Suggestion for MPI_Print

John M May (johnmay@coral.llnl.gov)
Wed, 19 Jun 1996 09:26:25 -0700 (PDT)

Many programs use print statements for debugging or for reporting results.
Just as MPI's datatypes are useful for describing data in message passing
and file I/O operations, they could also be useful for rudimentary
formatting of output data. Furthermore, MPI's communicators can be used
to define which processors participate in an output function. This would
allow the system to combine output from multiple nodes into a single line.
Therefore, I would like to propose an MPI_Print function.

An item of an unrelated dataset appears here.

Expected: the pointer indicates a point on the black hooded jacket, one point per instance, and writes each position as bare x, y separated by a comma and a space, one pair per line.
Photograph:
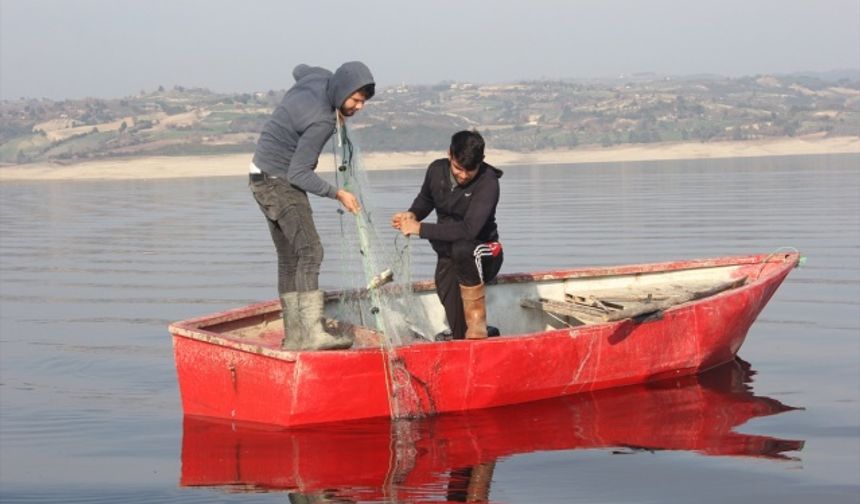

Here are some
ideas on how it might work:

MPI_PRINT( comm, buf, datatype, count, status )
IN comm [SAME] Set of processes to participate in output
IN buf Address of buffer to be written
IN datatype [SAME] Type of output data
IN count [SAME] Repetition count of type over buffer
OUT status Status information

The communicator not only defines which nodes will participate in the
output but also how data will be combined. The output from each
node will be preceded by its global rank (i.e., its rank in
MPI_COMM_WORLD). However if multiple nodes in the given communicator
output identical data, the data will be merged to a single line, and
the line will be preceded by a specification of the nodes that sent
that data (see example below). The buf parameter specifies the
output buffer in the usual way, and the datatype tells the system
not only where to find the data in the buffer but also what its type
is, much as format specifications like %d and %f do in a C printf
function. The count allows a datatype to be repeated multiple times
over the buffer, and the status will tell the caller how many items
were printed.

Some examples:

#define BUFSIZE 80
char string[] = "Hello world";
float floats[6] = { 1, 2, .03, 400, 5e5, .00000006 };
struct fancy { int i,
char string[BUFSIZE] };
struct fancy mystruct;
MPI_Datatype fancy_type;
MPI_Status status;

/* Initialize fancy_type to have the type signature
* { MPI_INT, MPI_CHAR, ... , MPI_CHAR }
*/

MPI_Comm_rank( MPI_COMM_WORLD, &mystruct.i );
gethostname( mystruct.string, BUFSIZE );

/* Assume running on 4 nodes */
/* Nodes independently print first element in arbitrary order */
MPI_Print( MPI_COMM_SELF, floats, MPI_FLOAT, 1, &status );
/* Output:
0: 1
3: 1
2: 1
1: 1
*/

/* Nodes print the same array element collectively */
MPI_Print( MPI_COMM_WORLD, floats, MPI_FLOAT, 1, &status );
/* Output:
0..3: 1
*/

/* Make one array element different on node zero */
if( mystruct.i == 0 ) {
floats[1] = 0;
}

/* Nodes print the entire array collectively; they're the same
* on all nodes except for node 0.
*/
MPI_Print( MPI_COMM_WORLD, floats, MPI_FLOAT, 6, &status );
/* Output:
0: 1 0 0.03 400 500000 6e-8
1..3: 1 2 0.03 400 500000 6e-8
*/

/* Printing a C-string works as you'd hope; characters after a null
* are ignored. How should this work in Fortran?
*/
MPI_Print( MPI_COMM_WORLD, string, MPI_CHAR, sizeof(string), &status );
/* Output:
0..3: Hello world
*/

/* Print a complex type that's different on every node. Lines in a
* collective print always appear in rank order.
*/
MPI_Print( MPI_COMM_WORLD, &mystruct, fancy_type, 1, &status );
/* Output:
0: 0 myhost
1: 1 myhost
2: 2 myhost
3: 3 myhost
*/

Notes

We can argue about the exact output format; here I've chosen a
pretty common format for naming nodes and groups of nodes, followed by
a colon, a space, and then each element described by the datatype
separated by a space. The floats come out in the form you'd get with
%g in printf, and a newline is automatically added at the end of each
line. I'm certainly open to suggestion on this format, but I would
argue against making it too complex or highly configurable, since I
expect the main use of this function will be for quick debugging.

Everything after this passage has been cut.